Brad  ( June 3, 2008)
All this does is accelerate the growing-up of our children. Let kids be kids - stop over-scheduling them and making them keep up with the Jones' and thinking that that is the only way to get through life. Send kids outside to play and use their imaginations. Just because parents need to have 'perfect' children and are buying into the idea that over-stimulating kids with every lesson, sport and hobby known to man is the way to produce a well-rounded child doesn't mean that it's beneficial or even good for the child. Childhood depression, obesity, eating disorders and peer issues (including bullying, and drug use) are at all-time highs. Do our kids really need the government and us, as their moral compasses and guides, to add more fuel to the pressure-cooker of their already over-taxed lives? NO.

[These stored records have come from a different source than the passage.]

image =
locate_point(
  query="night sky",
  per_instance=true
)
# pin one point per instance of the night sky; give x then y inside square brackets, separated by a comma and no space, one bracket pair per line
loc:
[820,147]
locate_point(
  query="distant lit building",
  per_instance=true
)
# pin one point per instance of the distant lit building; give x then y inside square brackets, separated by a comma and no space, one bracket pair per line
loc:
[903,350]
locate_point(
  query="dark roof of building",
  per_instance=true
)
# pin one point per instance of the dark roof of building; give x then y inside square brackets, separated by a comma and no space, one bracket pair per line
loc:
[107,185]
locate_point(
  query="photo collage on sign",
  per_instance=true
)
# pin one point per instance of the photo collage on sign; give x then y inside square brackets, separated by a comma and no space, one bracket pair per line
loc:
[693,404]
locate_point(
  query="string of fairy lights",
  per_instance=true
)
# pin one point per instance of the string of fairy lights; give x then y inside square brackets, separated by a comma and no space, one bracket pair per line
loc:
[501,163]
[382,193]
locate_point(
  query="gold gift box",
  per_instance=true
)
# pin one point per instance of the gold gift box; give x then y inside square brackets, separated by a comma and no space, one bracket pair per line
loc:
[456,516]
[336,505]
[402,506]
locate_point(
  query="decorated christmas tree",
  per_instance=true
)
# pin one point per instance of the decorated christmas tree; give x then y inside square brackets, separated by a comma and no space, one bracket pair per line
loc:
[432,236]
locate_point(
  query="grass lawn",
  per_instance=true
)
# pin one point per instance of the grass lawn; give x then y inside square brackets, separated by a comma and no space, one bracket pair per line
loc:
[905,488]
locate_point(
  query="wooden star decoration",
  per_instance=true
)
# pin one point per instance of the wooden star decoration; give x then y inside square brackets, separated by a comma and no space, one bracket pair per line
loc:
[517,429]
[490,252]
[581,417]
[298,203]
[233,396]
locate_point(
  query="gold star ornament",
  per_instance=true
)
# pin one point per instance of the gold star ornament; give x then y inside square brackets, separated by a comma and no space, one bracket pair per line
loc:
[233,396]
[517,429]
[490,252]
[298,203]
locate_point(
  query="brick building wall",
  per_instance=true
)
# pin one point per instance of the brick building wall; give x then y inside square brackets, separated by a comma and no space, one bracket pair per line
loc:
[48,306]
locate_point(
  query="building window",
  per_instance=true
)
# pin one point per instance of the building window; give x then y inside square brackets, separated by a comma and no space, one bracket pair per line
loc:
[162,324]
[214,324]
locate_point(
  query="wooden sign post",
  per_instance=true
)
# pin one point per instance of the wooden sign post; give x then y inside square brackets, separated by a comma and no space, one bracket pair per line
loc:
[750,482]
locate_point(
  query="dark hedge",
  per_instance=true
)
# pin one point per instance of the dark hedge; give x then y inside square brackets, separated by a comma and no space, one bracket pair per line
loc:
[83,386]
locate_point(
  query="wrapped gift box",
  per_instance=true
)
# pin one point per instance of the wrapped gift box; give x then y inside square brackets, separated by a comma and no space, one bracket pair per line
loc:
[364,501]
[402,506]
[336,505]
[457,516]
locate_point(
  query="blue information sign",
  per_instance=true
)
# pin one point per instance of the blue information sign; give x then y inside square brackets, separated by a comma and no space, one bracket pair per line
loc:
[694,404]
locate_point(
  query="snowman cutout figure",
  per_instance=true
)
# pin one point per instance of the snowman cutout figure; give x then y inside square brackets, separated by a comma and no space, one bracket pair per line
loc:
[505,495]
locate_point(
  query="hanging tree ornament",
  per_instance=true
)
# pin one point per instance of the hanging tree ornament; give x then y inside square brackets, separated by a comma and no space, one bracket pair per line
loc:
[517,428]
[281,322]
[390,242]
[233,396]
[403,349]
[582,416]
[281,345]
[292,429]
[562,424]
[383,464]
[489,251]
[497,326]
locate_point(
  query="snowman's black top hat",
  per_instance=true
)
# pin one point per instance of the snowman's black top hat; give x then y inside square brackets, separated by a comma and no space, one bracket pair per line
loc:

Bradey (June 3, 2008)  ( June 3, 2008)
As a stay at home mother of three boys, I cannot imagine having to send my three or four year old to school five days a week. God help the teachers who have to maintain the attention level of a PRESCHOOLER (because this is what they are considered to be) for eight hours a day, in a class of twenty. How cost effective is this going to be to the provincial government when they have to augment or re-train all of their teaching staff to be more linguistically oriented, only to have the supposed benefits wear off, or be deemed negligible by age eight or nine. That seems like a colossal waste of tax dollars as well as valuable teaching time. Also, what happens to funding for daycare centres, childcare benefits, etc.? Those of us who choose to give up an alternate income are already giving up subsidized childcare benefits. I am not ready to give up my children five days a week , too.
sf  ( May 31, 2008)
No, for goodness sake don't do that to our children too! It's tough enough at JK & SK ages to concentrate in a classroom environment. Besides, the first years of school should be fun & relaxed - it makes better students in later years as grade 1 introduces homework & busy times with friends.
Jodi  ( May 30, 2008)
I, as a teacher, think it is ridiculous. My children are this age and I do not want them in school all day, five days a week! That is why I send them to a loving babysitter, nothing against daycare centres. Children spend enough time in school. At three or four years of age they still need to be able to have a little freedom, wear their pyjamas all day if they want, have cuddle days and have more play time. I do not feel that it is the school boards job to babysit them 5 days a week. As a parent I am more than happy to pay for good childcare for the 2 or 3 days a week that my child will not be in school. By going only a couple days in JK and SK I think that it shows the importance of school and listening and following the rules. It also makes it fun. In our house school is a place that our 4 year old gets to go on Tuesday and Thursday, not has to go and so far she likes it and is doing well, being very good and learning lots. She also really likes it! How is that going to be when she has to go there 5 days a week next year or her little sister in a couple years? I don't want to be negative, but it is probably not going to be the same.
Richard  ( May 29, 2008)
Full time "junior kindergarten" is not school - it's daycare, just ask those who have taught it. How sad a statement is it that we're willing to put a 4-year-old in full time schooling. Our parents and grandparents would consider it unthinkable, yet many families today simply rationalize it as their kids are in daycare anyway, might as well get an education while they're at it. When did parenting become so inconvenient?